Sex-stratified analyses revealed novel differences in age- and BMI-dependent trends: females showed a steeper age-related decline, while males exhibited a stronger adverse association with increasing BMI. Potential mechanisms include sex-related differences in fat distribution (e.g., greater visceral adiposity in males affecting ventilatory mechanics) and hormonal influences on pulmonary function. Race/ethnicity differences were minimal and limited to small daytime effects, with no significant nocturnal differences and no evidence of clinically meaningful bias in high-saturation ranges; however, limited hypoxic data precluded assessment of potential biases at low saturations.

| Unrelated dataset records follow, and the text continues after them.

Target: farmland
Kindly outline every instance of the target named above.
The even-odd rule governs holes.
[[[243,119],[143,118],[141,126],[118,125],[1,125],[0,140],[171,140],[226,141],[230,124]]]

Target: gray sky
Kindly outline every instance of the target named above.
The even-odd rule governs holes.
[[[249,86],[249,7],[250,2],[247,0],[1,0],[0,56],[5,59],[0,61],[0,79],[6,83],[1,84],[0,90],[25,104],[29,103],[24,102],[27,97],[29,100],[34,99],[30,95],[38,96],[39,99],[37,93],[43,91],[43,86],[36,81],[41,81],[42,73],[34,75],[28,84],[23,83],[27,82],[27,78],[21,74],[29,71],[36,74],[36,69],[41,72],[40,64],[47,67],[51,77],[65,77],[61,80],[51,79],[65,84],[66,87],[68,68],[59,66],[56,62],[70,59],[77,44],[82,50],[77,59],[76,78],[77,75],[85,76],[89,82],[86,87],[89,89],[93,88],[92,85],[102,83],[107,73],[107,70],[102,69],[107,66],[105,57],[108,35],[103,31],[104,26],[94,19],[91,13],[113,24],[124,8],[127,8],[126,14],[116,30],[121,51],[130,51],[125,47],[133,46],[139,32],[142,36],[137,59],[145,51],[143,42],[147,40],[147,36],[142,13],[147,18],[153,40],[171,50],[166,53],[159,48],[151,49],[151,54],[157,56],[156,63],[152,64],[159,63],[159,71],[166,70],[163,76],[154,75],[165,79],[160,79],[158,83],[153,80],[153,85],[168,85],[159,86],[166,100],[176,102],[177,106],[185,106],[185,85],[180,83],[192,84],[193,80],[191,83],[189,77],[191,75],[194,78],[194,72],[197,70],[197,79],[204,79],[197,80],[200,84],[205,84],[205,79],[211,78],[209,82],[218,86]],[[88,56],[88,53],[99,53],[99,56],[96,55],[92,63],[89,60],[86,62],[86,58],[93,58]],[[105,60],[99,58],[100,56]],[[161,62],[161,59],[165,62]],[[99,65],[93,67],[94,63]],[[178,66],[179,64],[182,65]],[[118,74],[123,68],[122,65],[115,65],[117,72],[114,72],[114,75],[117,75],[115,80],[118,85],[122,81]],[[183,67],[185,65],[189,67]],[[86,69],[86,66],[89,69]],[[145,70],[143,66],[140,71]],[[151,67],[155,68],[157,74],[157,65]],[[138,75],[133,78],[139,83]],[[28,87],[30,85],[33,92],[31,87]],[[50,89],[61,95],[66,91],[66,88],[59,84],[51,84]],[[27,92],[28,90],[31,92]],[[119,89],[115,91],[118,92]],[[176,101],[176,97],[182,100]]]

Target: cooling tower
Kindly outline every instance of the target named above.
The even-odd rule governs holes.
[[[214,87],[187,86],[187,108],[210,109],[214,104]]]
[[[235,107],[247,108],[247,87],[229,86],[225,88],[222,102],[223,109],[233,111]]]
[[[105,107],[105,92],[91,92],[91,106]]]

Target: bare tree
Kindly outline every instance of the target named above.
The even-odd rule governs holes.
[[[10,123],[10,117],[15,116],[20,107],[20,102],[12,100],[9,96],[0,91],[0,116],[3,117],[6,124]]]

Overall, the results support the use of large-scale wearable SpO₂ data to establish healthy population norms and to replicate laboratory-based relationships under real-world conditions. The prominence of nocturnal effects underscores the potential of sleep-period measurements for risk stratification and monitoring.

Conclusion

This study establishes population-level norms and determinants of SpO₂ using more than 72 million measurements from 33,080 Apple Watch users, revealing robust circadian patterns and confirming known associations with age, BMI, and barometric pressure. Daytime wearable-derived regression coefficients closely matched laboratory reference models, and nocturnal measurements provided stronger model fits and larger effect sizes. Small daytime differences by race/ethnicity were detected, with no significant nocturnal differences; sex-stratified analyses uncovered distinct age and BMI trends by sex. These findings highlight the value of wearable SpO₂ for scalable, real-world cardiopulmonary assessment and suggest that nocturnal measurements may be particularly informative. Future work should investigate unexplained components of nocturnal SpO₂ decline, incorporate precise sleep–wake alignment and clinical validation in hypoxic ranges, examine disease-specific subgroups, and further assess potential measurement biases across skin tones and at low saturation levels.

Limitations
  • Demographic imbalances and self-selection within the cohort; self-reported metadata (age, height, weight, sex, race/ethnicity, location) were not independently verified.
  • No exclusions for cardiopulmonary risk factors or chronic conditions (e.g., COPD, sleep apnea), smoking, or other behaviors; COVID-19 pandemic during data collection may have introduced acute illness effects.
  • Uncontrolled, naturalistic measurement conditions with unknown covariates; potential mixing of awake and asleep measurements within defined time windows, though hour-specific modeling showed stable coefficients.
  • Limited hypoxic data (2.5% of values <90%, 0.29% <85%), constraining assessment of device behavior and potential bias in low-saturation ranges.
  • Home altitude inferred from aggregated ZIP codes; potential misclassification of barometric pressure and altitude.
  • Apple Watch Series 6 is not a co-oximeter and cannot account for dyshemoglobins (carboxyhemoglobin, methemoglobin, sulfhemoglobin).
  • Use of a single-day window per participant in some analyses may introduce bias; reducing the window did not materially change results but residual biases may remain.
  • Small counts in certain race/ethnicity categories necessitated grouping into 'Other,' limiting subgroup granularity.